И, не ожидая приглашения, он плюхнулся в кресло.
— Что вам от меня нужно? — спросил я.
— И все… и ничего!
— Может быть, вы сначала выспитесь?
— Jamais! [132] Никогда! (фр.)
Я к вам по срочному делу.
— Говорите.
— Видите ли, господин начальник, я просто не знаю, как и приступить к рассказу, до того мое дело странно и необычно.
— Ну, ну, раскачивайтесь скорее: мне время дорого.
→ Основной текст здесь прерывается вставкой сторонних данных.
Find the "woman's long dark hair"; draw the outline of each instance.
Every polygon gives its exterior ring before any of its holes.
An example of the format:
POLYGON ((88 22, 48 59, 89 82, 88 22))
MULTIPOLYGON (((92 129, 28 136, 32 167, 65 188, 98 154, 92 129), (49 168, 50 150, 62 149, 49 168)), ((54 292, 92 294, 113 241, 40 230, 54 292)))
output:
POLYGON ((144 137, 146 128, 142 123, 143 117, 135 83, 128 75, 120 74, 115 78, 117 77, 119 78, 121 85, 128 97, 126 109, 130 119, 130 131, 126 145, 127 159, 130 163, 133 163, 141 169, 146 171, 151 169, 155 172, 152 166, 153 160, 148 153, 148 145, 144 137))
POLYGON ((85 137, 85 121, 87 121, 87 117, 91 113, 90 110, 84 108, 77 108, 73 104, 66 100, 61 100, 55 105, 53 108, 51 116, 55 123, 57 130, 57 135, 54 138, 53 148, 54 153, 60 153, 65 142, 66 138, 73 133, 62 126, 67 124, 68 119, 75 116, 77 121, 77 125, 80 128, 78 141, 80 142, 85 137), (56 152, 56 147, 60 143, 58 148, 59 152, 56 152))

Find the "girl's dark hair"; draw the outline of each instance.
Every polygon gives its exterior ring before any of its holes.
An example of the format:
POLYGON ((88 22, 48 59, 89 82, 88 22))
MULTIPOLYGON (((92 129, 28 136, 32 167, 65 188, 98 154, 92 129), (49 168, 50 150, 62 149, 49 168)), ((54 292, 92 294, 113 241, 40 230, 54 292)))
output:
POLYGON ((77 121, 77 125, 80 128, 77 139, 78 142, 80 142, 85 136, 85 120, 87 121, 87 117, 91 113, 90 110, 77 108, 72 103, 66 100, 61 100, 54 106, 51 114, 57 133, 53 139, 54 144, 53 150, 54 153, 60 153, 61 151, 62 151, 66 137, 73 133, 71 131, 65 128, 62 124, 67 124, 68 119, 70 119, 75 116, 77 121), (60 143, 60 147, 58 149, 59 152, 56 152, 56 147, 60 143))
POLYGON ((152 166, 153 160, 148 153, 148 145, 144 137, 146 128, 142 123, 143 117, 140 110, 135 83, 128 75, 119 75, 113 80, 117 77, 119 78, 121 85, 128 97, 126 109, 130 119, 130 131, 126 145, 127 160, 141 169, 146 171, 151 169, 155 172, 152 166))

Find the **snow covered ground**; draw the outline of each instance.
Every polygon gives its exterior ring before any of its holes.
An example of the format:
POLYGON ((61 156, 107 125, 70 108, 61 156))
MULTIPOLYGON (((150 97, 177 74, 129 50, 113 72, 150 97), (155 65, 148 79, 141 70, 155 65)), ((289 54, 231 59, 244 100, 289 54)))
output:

Студент икнул и принялся полузаплетающимся языком рассказывать:
— Прочел я как-то в газете, что требуется на два месяца молодой человек для исполнения секретарских обязанностей за хорошее вознаграждение. Прекрасно и даже очень хорошо! Я отправился по указанному адресу. Меня принял господин весьма приличного вида и, поговорив со мной минут десять, нанял меня, предложив сто рублей в месяц. Сначала все шло хорошо, но затем многое в его поведении мне стало казаться странным. Он как-то подолгу всматривался в меня, словно изучая мою внешность. Однажды же, поехав со мной в баню, он особенно внимательно разглядывал мое тело, а затем, самодовольно потирая руки, чуть слышно прошептал: «Прекрасное, чистое тело, никаких родимых пятен и примет…»
Да-с, господин начальник, никаких пятен и примет, те. rien [133] Ничего (фр.).
правда ли, удивительно? Через несколько дней мы поехали с ним в Киев, остановились в приличной гостинице в одном номере. Весь день мы бегали по городу по разным делам и покупкам, и когда к вечеру вернулись в гостиницу, то я, устав, пожелал отдохнуть. Разделся и лег. Патрон мой сел было писать письмо, а затем говорит мне вдруг: «Примерьте, пожалуйста, мой пиджак, и если он вам впору, то я охотно его вам презентую».